Die freiwillige Inanspruchnahme des Karenzurlaubes dürfe im Sinne des Gleichheitsgrundsatzes nicht zu Lasten des unehelichen Kindes gehen. Die Existenz des unterhaltspflichtigen Vaters sei nicht gefährdet, weil seine in Zukunft wieder berufstätige Ehefrau für das Familieneinkommen zu sorgen habe. Der Unterhalt des Minderjährigen könne auch aus dem niedrigen Einkommen des Vaters oder aus Rücklagen bestritten werden. Es gehe nicht an, daß eine Verminderung des Unterhaltes für sein außereheliches Kind indirekt zu einer Erhöhung des Einkommens der Familie des Vaters führe, wie dies hier offenbar angestrebt werde. Ein Einkommensverzicht aus bloßen Loyalitätserwägungen des Vaters gegenüber seiner Ehefrau dürfe den außerehelichen Minderjährigen nicht belasten.

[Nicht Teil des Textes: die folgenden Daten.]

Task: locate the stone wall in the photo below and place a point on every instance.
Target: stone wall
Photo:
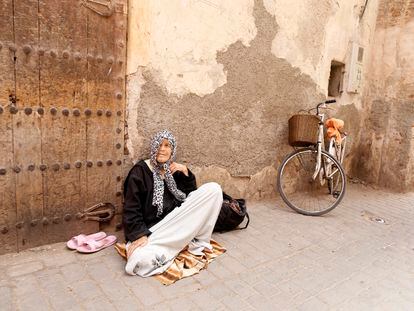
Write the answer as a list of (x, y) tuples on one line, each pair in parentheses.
[(387, 140), (225, 77)]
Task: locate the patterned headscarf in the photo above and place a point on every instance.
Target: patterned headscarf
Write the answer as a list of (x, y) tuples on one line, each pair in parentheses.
[(158, 198)]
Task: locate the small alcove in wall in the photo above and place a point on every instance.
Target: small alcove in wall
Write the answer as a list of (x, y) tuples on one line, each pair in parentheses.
[(336, 79)]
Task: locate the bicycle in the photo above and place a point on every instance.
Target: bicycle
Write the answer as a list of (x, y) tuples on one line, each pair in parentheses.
[(311, 180)]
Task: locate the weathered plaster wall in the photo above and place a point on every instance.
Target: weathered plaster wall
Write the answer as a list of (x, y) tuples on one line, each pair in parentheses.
[(226, 76), (387, 143)]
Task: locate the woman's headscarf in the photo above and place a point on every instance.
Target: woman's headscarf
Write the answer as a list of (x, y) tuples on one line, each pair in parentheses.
[(158, 197)]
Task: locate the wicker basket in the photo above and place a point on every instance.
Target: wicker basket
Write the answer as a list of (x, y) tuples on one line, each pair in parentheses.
[(303, 130)]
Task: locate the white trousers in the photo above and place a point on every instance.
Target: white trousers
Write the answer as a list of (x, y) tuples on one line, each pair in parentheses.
[(190, 224)]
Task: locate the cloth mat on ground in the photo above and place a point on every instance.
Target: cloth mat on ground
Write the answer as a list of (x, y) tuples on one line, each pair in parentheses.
[(185, 264)]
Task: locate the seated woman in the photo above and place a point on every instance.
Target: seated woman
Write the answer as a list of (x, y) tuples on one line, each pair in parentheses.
[(164, 211)]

Das Rekursgericht gab dem Rekurs des Vaters teilweise Folge und setzte den Unterhaltsbeitrag des Vaters für die Zeit vom 6.7.1991 bis 10.7.1992 um S 1.580 auf S 2.000 monatlich herab. Es sprach aus, daß der ordentliche Revisionsrekurs zulässig sei und führte aus, nach der Absicht des Gesetzgebers, der den Karenzurlaub für den Vater ermöglicht habe, müsse einem Vater in der Regel zugebillgit werden, daß er die Führung des Haushaltes und die Betreuung der Kinder übernehme, anstatt sich dem Erwerb im Berufsleben zu widmen. Mache ein Vater von diesem Recht Gebrauch, dürfe er nicht angespannt und auf die mögliche Erzielung eines höheren Erwerbseinkommens verwiesen werden. Die Verminderung des Einkommens des Vaters könne daher nicht ohne Einfluß auf die Unterhaltspflicht gegenüber seinem unehelichen Sohn bleiben. Das Karenzurlaubsgeld von S 5.101 monatlich bleibe grundsätzlich in der freien Verfügung des Vaters, weil seine berufstätige Ehefrau an seiner Stelle für das Familieneinkommen sorgen müsse. Es sei daher das dem Vater zur Verfügung stehende verringerte Einkommen zwischen dem Vater und seinem unehelichen Sohn, welcher an der notwendigen Einschränkung ebenso teilhaben müsse wie an einer Erhöhung, aufzuteilen. Angesichts der Bedarfslage des mittlerweile 18jährigen HTL-Schülers sei eine Einschränkung auf einen monatlichen Unterhaltsbeitrag auf weniger als S 2.000 nicht vertretbar, sodaß dieser Betrag gerechtfertigt sei.

Rechtliche Beurteilung

Der Revisionsrekurs ist berechtigt.

Mit dem Elternkarenzurlaubsgesetz (idF des Karenzurlaubserweiterungsgesetzes BGBl 1990/408) hat der Gesetzgeber eine Wahlmöglichkeit der Eltern geschaffen, welcher Teil die Pflege nach der Geburt eines im gemeinsamen Haushalt lebenden Kindes übernehmen will. Er hat sowohl in § 94 Abs 2 als auch in § 140 ABGB die Gleichwertigkeit von Haushaltsführung und Betreuung mit dem Geldunterhalt normiert sowie im AB zum Karenzurlaubsgesetz (1166 BlgNR 17.GP 2) ausgeführt, daß der Karenzurlaub für Väter schon aus Gründen der Gleichheit und Gleichbehandlung eingeführt und ausgestaltet wurde. Beansprucht daher ein Vater einen Karenzurlaub, so tut er dies auf Grund eines ihm vom Gesetzgeber eingeräumten Rechtes. Dies ändert aber nichts daran, daß dadurch schon im Sinne des Gleichbehandlungsgrundsatzes ein uneheliches Kind, dem Unterhaltsansprüche zustehen, nicht benachteiligt werden darf. Denn die Verpflichtung der Eltern, gemäß § 140 ABGB zur Deckung der Bedürfnisse auch des unehelichen Kindes "nach ihren Kräften" beizutragen, wird durch die Inanspruchnahme eines Karenzurlaubes nicht gemindert. Der Verzicht auf die Erzielung eines höheren Einkommens, der nicht durch besondere berücksichtigungswürdige Umstände (solche wurden hier nicht behauptet) erzwungen ist, darf nicht zu Lasten eines Unterhaltsberechtigten gehen. Der Vater hat nichts vorgebracht, was eine Herabsetzung des mit seinem Einvernehmen ohnedies nur in Höhe des Regelbedarfes ab 1.2.1991 festgesetzten Unterhaltes für sein uneheliches Kind rechtfertigen könnte. Sein Verzicht auf die Erzielung eines möglichen höheren Einkommens während des von ihm beabsichtigten Karenzurlaubes kann, solange nicht besondere Gründe eine solche Maßnahme rechtfertigen, den Unterhaltsanspruch seines außerehelichen Kindes nicht schmälern.

Der Beschluß des Erstgerichtes war daher wiederherzustellen.